Containerd - v2.0.0-beta.0

Welcome to the v2.0.0-beta.0 release of containerd!
This is a pre-release of containerd

The first major release of containerd 2.x focuses on the continued stability of
containerd's core feature set with an easy upgrade from containerd 1.x. This
release includes the stabilization of new features added in the last 1.x release
as well as the removal of features which were deprecated in 1.x.
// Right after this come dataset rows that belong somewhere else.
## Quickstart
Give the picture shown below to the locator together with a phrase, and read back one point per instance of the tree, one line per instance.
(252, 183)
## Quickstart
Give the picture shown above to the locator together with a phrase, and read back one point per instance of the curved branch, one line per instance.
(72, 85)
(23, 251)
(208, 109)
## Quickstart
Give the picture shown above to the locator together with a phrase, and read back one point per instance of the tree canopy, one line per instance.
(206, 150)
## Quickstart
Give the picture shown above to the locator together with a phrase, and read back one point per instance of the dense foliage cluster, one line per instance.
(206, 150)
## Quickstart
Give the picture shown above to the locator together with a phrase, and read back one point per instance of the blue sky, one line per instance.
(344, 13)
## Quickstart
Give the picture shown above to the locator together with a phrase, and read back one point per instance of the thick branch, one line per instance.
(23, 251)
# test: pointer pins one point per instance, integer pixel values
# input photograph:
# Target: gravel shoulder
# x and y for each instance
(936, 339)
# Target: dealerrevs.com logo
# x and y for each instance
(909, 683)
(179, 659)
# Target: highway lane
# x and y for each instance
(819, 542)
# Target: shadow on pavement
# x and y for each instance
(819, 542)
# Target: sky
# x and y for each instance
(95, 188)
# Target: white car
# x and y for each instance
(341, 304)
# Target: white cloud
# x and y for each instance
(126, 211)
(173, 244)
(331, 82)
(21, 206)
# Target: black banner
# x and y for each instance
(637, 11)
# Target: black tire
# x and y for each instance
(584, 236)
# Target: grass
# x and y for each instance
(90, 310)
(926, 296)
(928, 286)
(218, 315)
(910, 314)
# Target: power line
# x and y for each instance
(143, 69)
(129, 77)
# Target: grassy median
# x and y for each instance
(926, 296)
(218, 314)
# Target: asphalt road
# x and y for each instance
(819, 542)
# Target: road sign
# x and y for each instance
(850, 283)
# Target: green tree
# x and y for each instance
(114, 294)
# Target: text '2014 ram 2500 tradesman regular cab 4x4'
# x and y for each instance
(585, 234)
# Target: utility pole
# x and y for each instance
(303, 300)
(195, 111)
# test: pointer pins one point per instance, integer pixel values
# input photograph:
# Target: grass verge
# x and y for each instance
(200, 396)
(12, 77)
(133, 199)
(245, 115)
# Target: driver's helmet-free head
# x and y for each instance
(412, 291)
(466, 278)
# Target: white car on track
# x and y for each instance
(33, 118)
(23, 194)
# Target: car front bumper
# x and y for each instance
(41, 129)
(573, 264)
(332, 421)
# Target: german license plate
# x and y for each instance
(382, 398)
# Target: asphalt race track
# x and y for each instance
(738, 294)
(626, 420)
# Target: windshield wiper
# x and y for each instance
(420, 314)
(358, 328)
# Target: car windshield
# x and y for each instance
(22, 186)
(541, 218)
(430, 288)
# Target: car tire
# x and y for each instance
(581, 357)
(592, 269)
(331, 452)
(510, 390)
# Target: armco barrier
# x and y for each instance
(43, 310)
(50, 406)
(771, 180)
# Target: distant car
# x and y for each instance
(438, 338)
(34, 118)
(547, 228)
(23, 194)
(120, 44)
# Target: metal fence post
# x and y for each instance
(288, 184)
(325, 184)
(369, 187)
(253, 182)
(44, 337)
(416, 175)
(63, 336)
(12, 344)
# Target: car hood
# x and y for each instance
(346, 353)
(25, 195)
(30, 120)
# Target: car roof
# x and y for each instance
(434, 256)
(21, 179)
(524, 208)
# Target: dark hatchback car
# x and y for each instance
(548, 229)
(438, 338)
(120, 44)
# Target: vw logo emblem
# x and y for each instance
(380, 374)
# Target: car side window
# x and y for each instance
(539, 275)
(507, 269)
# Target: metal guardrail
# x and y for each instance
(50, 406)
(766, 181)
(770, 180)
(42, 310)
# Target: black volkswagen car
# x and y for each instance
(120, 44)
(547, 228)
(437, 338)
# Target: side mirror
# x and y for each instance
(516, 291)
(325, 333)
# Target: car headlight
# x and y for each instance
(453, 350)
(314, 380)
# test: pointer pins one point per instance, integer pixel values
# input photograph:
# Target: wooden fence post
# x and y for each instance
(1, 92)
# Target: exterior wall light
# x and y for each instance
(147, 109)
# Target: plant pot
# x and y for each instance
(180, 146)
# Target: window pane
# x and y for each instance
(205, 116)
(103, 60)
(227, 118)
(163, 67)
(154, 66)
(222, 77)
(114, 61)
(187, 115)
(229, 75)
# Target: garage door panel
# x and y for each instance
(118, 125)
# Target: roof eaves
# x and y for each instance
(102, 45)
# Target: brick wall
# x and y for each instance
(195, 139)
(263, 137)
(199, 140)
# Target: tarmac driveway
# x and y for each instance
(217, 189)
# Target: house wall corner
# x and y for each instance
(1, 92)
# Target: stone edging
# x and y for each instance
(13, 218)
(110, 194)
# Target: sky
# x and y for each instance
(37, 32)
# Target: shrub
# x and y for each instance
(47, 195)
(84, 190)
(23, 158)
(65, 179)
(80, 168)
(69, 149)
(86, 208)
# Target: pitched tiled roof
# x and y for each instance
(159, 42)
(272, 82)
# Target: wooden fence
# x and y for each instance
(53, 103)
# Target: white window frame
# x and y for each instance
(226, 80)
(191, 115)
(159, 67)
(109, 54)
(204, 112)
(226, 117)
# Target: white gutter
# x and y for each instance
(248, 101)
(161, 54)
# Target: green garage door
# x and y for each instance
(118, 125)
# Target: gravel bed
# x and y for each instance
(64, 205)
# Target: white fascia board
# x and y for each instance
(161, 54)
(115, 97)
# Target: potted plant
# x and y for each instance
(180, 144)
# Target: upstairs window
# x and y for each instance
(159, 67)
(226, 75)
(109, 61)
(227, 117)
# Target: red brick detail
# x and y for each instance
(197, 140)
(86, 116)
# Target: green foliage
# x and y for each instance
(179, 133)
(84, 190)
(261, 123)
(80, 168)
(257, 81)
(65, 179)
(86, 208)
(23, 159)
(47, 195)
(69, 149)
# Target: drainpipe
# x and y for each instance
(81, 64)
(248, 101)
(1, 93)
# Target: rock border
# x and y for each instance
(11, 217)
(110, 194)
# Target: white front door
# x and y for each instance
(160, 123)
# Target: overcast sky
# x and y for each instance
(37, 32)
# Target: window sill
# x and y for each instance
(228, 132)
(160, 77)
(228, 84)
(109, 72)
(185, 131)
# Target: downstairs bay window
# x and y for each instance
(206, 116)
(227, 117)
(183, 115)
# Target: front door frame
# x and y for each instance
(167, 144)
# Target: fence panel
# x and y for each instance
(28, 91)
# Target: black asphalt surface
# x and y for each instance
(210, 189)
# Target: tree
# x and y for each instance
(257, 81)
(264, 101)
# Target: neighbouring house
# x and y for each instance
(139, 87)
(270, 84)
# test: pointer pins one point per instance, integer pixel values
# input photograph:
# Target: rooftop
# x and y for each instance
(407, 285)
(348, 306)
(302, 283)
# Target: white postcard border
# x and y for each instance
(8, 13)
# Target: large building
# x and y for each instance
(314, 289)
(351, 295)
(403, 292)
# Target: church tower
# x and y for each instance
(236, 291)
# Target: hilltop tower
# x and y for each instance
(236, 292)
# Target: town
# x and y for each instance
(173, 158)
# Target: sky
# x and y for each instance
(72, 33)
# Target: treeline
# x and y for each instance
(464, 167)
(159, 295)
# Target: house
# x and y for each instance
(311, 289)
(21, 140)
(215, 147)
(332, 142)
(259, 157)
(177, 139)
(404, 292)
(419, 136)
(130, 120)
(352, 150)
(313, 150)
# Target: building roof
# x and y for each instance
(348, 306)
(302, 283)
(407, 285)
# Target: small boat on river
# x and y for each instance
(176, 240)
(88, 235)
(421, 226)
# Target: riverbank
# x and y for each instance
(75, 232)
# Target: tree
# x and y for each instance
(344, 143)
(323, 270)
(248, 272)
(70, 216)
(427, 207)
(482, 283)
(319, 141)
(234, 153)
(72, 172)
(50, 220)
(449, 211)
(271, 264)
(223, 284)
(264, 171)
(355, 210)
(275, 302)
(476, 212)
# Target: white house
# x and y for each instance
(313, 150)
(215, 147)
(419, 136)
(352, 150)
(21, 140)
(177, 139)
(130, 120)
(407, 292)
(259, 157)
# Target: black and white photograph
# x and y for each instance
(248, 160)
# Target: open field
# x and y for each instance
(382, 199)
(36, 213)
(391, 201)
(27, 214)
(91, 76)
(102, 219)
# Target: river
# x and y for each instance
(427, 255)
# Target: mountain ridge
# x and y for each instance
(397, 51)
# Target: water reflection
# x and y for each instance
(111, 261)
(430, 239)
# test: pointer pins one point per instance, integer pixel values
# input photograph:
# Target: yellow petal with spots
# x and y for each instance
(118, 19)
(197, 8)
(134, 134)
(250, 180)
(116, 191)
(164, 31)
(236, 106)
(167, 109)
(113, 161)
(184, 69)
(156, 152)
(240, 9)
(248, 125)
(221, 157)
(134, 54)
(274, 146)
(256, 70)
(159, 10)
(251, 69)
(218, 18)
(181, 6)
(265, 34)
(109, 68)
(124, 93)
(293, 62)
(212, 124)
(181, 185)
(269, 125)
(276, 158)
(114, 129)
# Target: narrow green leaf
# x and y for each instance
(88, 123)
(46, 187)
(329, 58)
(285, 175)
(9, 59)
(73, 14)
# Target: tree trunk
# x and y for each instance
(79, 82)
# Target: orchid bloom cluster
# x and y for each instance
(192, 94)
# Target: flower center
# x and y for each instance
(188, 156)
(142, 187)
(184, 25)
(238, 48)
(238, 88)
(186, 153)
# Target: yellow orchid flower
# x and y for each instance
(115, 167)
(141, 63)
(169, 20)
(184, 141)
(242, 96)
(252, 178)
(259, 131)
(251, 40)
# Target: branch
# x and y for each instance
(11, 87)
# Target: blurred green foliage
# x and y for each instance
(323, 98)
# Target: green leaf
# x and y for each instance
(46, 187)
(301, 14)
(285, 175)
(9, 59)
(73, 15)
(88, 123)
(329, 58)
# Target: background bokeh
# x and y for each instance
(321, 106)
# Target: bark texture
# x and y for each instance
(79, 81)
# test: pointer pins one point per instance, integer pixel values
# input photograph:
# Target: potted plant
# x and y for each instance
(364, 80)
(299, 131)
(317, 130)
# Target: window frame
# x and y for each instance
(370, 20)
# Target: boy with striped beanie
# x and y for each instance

The goal is to
support the vast community of containerd users well into the future along with
their ever increasing deployment footprints and variety of use cases.

Highlights

• Don't allow io_uring related syscalls in the RuntimeDefault seccomp profile. (#9320)
• Expose usage of deprecated features (#9258)
• Switch runc shim to task service v3 and fix restore (#9233)
• Add sandboxer configuration and move sandbox controllers to plugins (#8268)
• Use Intel ISA-L's igzip if available (#9200)
• Generalize plugin library (#9214)
• Introduce top level config migration (#9223)
• Add image delete target (#8989)
• Use github.com/containerd/log (#9086)
• Add support for image expiration during garbage collection (#9022)
• Reduce the contention between ref lock and boltdb lock in content store (#8792)
• Remove the CriuPath field from runc's options (#8279)
• Remove support for config.toml version = 1 (#8275)
• Remove "containerd.io/restart.logpath" label (#8264)
• Remove aufs snapshotter (#8263)

Container Runtime Interface (CRI)

• Remove non-sandboxed CRI implementation (#9228)
• Add image verifier transfer service plugin system based on a binary directory (#8493)
• Add support for userns in stateless and stateful pods with idmap mounts (KEP-127, k8s >= 1.27) (#8287)
• Use sandboxed CRI by default (#8994)
• Implement RuntimeConfig CRI call (#8722)
• Add support for user namespaces (KEP-127) (#8803)
• Remove CRI v1alpha2 (#8276)

Runtime

• Remove io.containerd.runtime.v1.linux and io.containerd.runc.v1 (#8262)

Breaking

• Don't allow io_uring related syscalls in the RuntimeDefault seccomp profile. (#9320)
• Move client to subpackage (#9316)
• Remove CRI v1alpha2 (#8276)
• Remove io.containerd.runtime.v1.linux and io.containerd.runc.v1 (#8262)
• Remove "containerd.io/restart.logpath" label (#8264)
• Remove aufs snapshotter (#8263)

Deprecations

• Deprecate go-plugin configuration option (#9238)
• CNI conf_template in CRI is no longer deprecated (#8637)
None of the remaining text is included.